(NOTI-RIO) Un médico, el Estado provincial y dos aseguradoras han sido condenados a indemnizar a una niña debido a la falta de información adecuada, comprensible y suficiente proporcionada a sus padres sobre una cirugía de cadera realizada en un hospital público. Además de no cumplirse con el requisito de consentimiento informado, se detectaron deficiencias en la confección de la historia clínica. Sin embargo, las pericias clínicas descartaron la existencia de mala praxis.
Los hechos
La niña sufrió una fractura de cadera tras caer de su bicicleta. Dos semanas después, acudió al hospital de Viedma debido a los persistentes dolores y dificultades para caminar. Allí, el especialista diagnosticó la fractura y programó una cirugía. Durante la espera, la niña volvió a caer, lo que agravó la situación. Aunque la obra social estatal proporcionó un set de tornillos específicos, el hospital utilizó otros que estaban disponibles en el nosocomio.
Meses más tarde, al intentar extraer los tornillos, se descubrió que el hospital no disponía de los destornilladores adecuados. Esto obligó a los padres a llevar a la niña al Hospital Garrahan. A día de hoy, la menor presenta limitaciones en la movilidad, dolor persistente y consecuencias psicológicas.
La demanda
Los padres de la niña demandaron por mala praxis, entre otros motivos. No obstante, la pericia médica descartó esta hipótesis, concluyendo que la práctica realizada fue adecuada para la lesión y estaba respaldada por la literatura médica.

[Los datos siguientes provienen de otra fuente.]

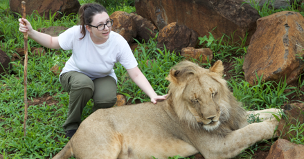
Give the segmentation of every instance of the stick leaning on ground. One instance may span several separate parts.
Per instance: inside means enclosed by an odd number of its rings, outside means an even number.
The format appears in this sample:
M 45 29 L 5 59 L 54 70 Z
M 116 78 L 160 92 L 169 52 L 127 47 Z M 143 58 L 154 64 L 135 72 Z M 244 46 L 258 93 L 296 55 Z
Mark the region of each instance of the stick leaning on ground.
M 22 18 L 26 19 L 26 2 L 21 2 L 21 8 L 23 10 Z M 24 23 L 25 24 L 25 23 Z M 25 24 L 24 25 L 26 25 Z M 27 83 L 28 83 L 28 32 L 24 33 L 24 136 L 26 135 L 26 120 L 28 119 L 28 95 L 27 95 Z

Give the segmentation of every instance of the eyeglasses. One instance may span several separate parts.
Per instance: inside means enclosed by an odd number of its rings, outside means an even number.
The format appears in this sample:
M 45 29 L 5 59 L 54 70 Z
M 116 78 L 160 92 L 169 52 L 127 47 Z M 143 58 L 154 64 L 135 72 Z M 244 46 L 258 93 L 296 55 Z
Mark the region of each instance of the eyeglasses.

Sobre el cambio de tornillos, un especialista indicó que el material utilizado era acorde y recomendado por la mayoría de los cirujanos ortopédicos pediátricos. El juez contencioso de Viedma determinó que el médico actuó con la diligencia apropiada y descartó un accionar antijurídico. Sin embargo, señaló incumplimientos graves relacionados con el registro de la historia clínica y el consentimiento informado.
El fallo
El juez subrayó que los profesionales de la medicina están obligados a proporcionar información adecuada, objetiva, veraz, comprensible y suficiente a los pacientes o sus familiares, permitiendo así la toma de decisiones informadas. En este caso, se comprobó que los consentimientos informados estaban incompletos, carecían de fechas, nombres y firmas de los médicos, y no incluían información sobre la patología, las consecuencias del procedimiento ni las alternativas terapéuticas disponibles.

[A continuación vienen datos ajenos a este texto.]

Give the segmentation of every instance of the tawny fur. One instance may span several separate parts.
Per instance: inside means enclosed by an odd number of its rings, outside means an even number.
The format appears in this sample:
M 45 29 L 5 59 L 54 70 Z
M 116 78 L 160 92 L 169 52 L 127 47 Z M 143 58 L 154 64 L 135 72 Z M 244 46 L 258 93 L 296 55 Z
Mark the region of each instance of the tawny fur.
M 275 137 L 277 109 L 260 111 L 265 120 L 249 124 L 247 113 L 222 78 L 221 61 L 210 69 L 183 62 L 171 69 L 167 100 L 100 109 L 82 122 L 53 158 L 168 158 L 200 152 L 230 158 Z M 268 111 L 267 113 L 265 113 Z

Asimismo, no se registró en la ficha quirúrgica el motivo por el cual se sustituyó el tornillo originalmente provisto por otro disponible en el hospital. Según el juez, esta falta de consentimiento informado no se debió a razones de urgencia médica.
Consecuencias
La falta de información generó incertidumbre y angustia en los padres, quienes se enteraron tiempo después del cambio de tornillos cuando no fue posible retirarlos en la segunda intervención. El juez concluyó que el médico, como agente público, actuó en el ejercicio de sus funciones, por lo que el Estado provincial también es responsable de los daños ocasionados.
Finalmente, las aseguradoras del médico y del Estado provincial fueron condenadas a responder conforme a las pólizas contratadas.